Taking aim at the script and possibly someone of race because he is still Mel Gibson.

Less impressive are the old dogs who seem to be sleeping through this one. Schwarzenegger has resorted to repeating most of his old catch phrases, Jet Li is barely in it, Terry Crews is absent from 70% of the movie and poor Jason Statham is humiliated for being British. Stallone comes off the worst, attempting to replace the existing team for some hammy reason that puts others at risk after seeing none of them perform in a warzone and basing the hiring of them on a terrible montage. I think it is fair to say that what the Expendables need to think about is losing Stallone, he is one of the oldest members of the team and all of the worries about getting too old or too slow ring far truer for him.

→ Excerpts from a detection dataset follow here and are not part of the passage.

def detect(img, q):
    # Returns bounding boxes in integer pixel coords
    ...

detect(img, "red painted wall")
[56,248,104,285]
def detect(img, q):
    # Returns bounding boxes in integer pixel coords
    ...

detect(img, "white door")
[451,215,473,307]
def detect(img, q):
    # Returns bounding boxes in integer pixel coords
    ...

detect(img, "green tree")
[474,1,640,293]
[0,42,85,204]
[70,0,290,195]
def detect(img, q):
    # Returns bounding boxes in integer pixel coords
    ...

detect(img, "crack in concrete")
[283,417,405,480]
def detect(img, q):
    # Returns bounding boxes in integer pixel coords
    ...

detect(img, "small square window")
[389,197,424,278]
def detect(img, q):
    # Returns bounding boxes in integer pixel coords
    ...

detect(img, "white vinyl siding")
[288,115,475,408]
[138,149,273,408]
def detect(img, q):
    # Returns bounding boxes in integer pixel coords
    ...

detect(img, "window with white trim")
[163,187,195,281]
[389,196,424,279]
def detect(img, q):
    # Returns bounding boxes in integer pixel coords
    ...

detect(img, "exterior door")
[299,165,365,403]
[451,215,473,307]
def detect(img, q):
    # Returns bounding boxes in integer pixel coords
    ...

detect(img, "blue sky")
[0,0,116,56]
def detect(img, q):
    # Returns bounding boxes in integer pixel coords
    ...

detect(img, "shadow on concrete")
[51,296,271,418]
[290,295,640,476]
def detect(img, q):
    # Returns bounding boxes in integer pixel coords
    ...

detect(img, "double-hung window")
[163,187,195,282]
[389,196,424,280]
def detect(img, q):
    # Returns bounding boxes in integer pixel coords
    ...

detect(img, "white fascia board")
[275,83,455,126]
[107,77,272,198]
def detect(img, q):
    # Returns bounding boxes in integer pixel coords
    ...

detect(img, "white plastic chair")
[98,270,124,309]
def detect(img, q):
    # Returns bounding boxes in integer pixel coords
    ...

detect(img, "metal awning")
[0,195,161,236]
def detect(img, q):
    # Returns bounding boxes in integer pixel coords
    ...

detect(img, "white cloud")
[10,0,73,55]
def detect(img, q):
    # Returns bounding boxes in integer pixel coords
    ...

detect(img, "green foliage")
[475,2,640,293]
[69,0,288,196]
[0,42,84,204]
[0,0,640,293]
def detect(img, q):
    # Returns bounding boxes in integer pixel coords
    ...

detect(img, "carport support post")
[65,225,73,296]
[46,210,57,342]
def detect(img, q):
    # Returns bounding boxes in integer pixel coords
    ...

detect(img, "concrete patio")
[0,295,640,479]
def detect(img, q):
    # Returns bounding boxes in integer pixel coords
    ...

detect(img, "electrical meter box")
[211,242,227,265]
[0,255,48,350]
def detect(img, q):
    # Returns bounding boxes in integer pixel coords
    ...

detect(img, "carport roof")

His wrinkles have wrinkles!

The film is easy to watch without thinking about what happens and this makes the rambling old men firing guns a little more bearable. This series needs to stop taking itself so seriously, sink into some campy action like ‘Commando’, bring back the squibs from ‘Robocop’, bring back 80’s one liners if you are going to revive the stars and stop pretending to be high art.

There are a great 15 minutes in this film, those 15 minutes do not include most of the cast so really the question is why are we not utilising these people? I give this film 1 Rob Schneider out of Sean Astin, sleep through most of it if you can.